この一線は越えてはいけない、これ以上は決して晒すべきではない、と。
「すごく個人的なことだから大丈夫だ。黙ってたのは悪かったが、これ以上このことが厄介事に発展することは無い。安心してくれ」
「わかったわ。そこまで言うなら、深入りはやめておきましょう。ただし、抱えきれなくなったら必ず白状すること。いいわね?」
「ああ」
ライルはホッと息を吐く。
何かあるとわかった上で、触れないままでいてくれる仲間の優しさが、今の彼には何より有り難かった。

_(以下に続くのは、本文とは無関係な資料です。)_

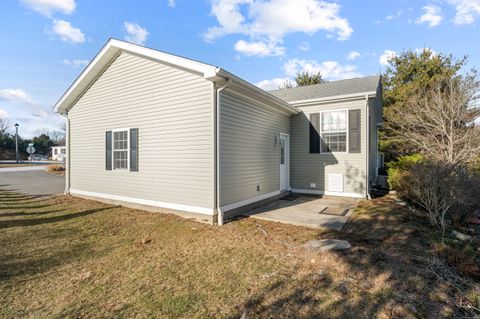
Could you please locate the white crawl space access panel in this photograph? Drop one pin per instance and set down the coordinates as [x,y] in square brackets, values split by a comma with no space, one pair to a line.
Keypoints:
[335,182]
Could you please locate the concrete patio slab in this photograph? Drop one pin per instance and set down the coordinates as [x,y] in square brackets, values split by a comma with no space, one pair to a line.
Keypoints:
[308,211]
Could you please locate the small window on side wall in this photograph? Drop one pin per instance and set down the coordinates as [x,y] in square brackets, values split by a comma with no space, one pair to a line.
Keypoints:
[334,131]
[121,150]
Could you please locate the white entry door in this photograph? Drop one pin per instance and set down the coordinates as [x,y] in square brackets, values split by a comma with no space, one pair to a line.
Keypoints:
[284,162]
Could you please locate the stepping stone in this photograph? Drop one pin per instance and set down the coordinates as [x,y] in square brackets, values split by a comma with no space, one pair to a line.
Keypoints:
[327,244]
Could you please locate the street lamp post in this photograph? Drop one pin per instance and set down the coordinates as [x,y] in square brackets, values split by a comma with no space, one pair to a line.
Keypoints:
[16,142]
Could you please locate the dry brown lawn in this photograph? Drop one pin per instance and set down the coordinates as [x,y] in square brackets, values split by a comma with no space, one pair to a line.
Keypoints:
[66,257]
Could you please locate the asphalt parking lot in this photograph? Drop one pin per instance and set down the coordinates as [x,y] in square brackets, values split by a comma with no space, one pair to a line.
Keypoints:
[32,182]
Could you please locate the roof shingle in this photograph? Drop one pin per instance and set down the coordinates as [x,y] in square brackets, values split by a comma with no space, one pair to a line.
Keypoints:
[329,89]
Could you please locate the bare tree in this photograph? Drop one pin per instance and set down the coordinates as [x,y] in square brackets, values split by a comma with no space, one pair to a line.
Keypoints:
[4,126]
[57,136]
[442,120]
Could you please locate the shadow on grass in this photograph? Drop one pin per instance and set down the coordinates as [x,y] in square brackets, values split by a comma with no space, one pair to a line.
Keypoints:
[12,206]
[48,220]
[384,274]
[15,214]
[40,262]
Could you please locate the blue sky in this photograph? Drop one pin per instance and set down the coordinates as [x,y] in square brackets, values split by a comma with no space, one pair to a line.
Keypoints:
[47,43]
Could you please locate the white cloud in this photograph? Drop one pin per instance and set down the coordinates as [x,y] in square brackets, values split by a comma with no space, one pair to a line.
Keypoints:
[353,55]
[67,32]
[305,46]
[259,48]
[269,21]
[40,114]
[135,33]
[15,96]
[75,63]
[432,15]
[273,84]
[48,7]
[394,16]
[467,11]
[330,70]
[387,55]
[3,114]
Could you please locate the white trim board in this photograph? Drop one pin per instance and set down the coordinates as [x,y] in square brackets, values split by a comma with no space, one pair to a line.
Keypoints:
[317,192]
[248,201]
[148,202]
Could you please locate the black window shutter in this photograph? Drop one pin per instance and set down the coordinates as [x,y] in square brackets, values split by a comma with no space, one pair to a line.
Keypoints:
[315,133]
[108,150]
[354,132]
[134,149]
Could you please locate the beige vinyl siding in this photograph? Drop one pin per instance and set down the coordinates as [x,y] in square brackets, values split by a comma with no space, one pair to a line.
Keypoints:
[173,111]
[249,155]
[309,168]
[373,157]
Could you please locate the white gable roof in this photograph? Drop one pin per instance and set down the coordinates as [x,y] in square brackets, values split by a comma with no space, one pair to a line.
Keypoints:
[114,47]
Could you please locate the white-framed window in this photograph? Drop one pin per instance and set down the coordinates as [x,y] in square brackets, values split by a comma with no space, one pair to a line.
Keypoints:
[120,141]
[333,131]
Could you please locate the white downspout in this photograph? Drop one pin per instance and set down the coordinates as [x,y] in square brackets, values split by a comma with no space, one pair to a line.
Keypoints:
[217,142]
[67,155]
[368,148]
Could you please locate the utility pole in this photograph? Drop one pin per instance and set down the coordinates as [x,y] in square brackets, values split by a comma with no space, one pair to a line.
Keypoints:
[16,142]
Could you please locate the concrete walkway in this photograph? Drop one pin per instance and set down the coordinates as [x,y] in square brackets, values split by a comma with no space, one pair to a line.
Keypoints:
[32,182]
[308,211]
[23,168]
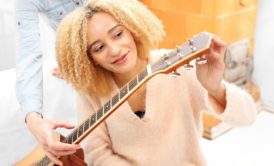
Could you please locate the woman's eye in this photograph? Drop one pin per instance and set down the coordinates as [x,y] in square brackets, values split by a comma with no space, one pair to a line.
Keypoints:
[118,34]
[98,48]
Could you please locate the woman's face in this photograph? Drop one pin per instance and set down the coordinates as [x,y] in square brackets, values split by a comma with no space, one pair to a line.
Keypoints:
[110,44]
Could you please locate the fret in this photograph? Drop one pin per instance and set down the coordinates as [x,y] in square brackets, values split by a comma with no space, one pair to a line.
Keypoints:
[142,75]
[123,92]
[115,99]
[107,107]
[74,136]
[132,83]
[92,120]
[69,139]
[80,131]
[100,113]
[86,125]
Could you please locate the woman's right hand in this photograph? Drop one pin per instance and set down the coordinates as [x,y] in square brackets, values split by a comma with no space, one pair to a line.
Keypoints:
[43,130]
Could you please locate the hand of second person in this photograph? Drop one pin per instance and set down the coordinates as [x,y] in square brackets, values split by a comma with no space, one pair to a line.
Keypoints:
[211,73]
[43,130]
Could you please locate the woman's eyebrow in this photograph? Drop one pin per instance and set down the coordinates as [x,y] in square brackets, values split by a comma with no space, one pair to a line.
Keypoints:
[109,31]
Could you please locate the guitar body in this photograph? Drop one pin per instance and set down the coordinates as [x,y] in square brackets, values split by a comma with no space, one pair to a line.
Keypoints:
[194,48]
[37,154]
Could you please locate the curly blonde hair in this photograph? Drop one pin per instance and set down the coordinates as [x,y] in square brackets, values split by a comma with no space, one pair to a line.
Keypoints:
[73,59]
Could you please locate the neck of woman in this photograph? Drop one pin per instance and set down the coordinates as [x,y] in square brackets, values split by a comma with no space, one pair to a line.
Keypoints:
[122,79]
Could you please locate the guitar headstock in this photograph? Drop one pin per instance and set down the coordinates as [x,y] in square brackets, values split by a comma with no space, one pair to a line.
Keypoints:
[194,48]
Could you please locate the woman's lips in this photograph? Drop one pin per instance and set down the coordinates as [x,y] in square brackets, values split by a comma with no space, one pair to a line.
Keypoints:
[120,60]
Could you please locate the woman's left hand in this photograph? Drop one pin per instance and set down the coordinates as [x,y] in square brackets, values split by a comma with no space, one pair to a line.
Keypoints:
[211,73]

「じゃあこれからのことを決めましょう! まずどうにかして、もう一度舟を調達しないといけないわよね」
重くなっていた空気を払うがごとく、クオウが手を叩く。
そう、一行にはまだ「どうやって再出発するか」という大きな問題が残っているのだ。
「……出立のめどが立つまで、ここに居るといい」
いつの間に戻って来ていたのか、部屋の入り口に立つシュリが声をかける。
「え、良いのか?」
二重に戸惑いながらもフゲンが言うと、彼はこくりと首を縦に振った。
「ありがとう。世話になる」
つくづく、シュリは人が好い。
舟が難破したのは痛かったが、その先でこのような人物に出会えたことは不幸中の幸い、いや幸いの分でお釣りが来るくらいだ。
さて、では家に置いてもらう対価は何にすれば良いか……とライルたちが考え始めたところで、不意に玄関の方から騒々しい声が飛んで来た。
「シュリさん、シュリさん!」
声の主は恐らく中年の女性。
シュリが応対に向かい、ライルたちはそっと聞き耳を立ててみた。
「大変だよ、なんだかおかしな奴らが町に入ろうとしてるんだ。町長を出せだとか喚いて、今は不在だって言っても聞かないんだよ。みんなもう怯えちゃって」
「わかった、すぐ行く。案内を」
何やら非常事態らしい。
助けてもらった恩があるし、それが無くとも放ってはおけない。
一行は頷き合い、部屋を出て玄関へと向かった。
「え、え、なんだいこの人ら」
シュリの後に続いてぞろぞろと出て来るライルたちに、女性は目を丸くする。
知人の家から見知らぬ者たちが次々現れたのだから、さもありなん、だ。
「客人だ」
「そ、そうかい」
女性は困惑しながらも、それ以上追及することはしなかった。
住宅地を抜け、町の端まで行くと、10人少々の町民たちと、町の門の外に群れる数十人の男たちが見えた。
先ほど女性からあった話の通り、揉めている様子だ。
そこへシュリが姿を現わすと、町の人々は皆、顔を明るくした。
「おお、シュリさん! やっと来てくれたか」
「頼むよ、私らじゃどうにもできない」
彼らはシュリにかなりの信頼を置いているらしく、期待まじりの眼差しを向けながら懇願する。
「ここで待っていてくれ」
シュリはライルたちに待機を指示すると、単身、男たちの前へと歩み出た。
「何の用だ」
門の前に立ち塞がり、短くそう言い放つ。
見た目と上背も相まってかなりの威圧感だが、男たちは怯まず、にやりと笑った。
「俺たちは金と住む場所に困っててなあ。ついてはこの町をいただこうと思ってんだ」
筆頭格らしき1人が恥ずかしげもなく言う。
まるで意味のわからない要求である。
横暴を通り越して馬鹿ではないかというほどだが、如何せん彼らは見るからに粗暴で、なるほど穏和そうな町民たちが真っ向から対峙するにはいささか勇気が必要だ。
「…………」
はいともいいえとも答えず、シュリは黙って佇む。
「俺たちを舐めない方がいいぜ。この人数、この装備。見えないわけは無いだろ?」
「…………」
「大人しく従うなら命は助けてやる」
「…………」
「さあどうする?」
「…………」
「そうかそうか。……野郎共、やっちまえ!」
ひたすらに無言を貫くシュリに男たちはいよいよ痺れを切らし、武器を構えて襲い掛かった。
対するシュリが手にしたのは、剣でも杖でもなく、背負っていた大きな盾だった。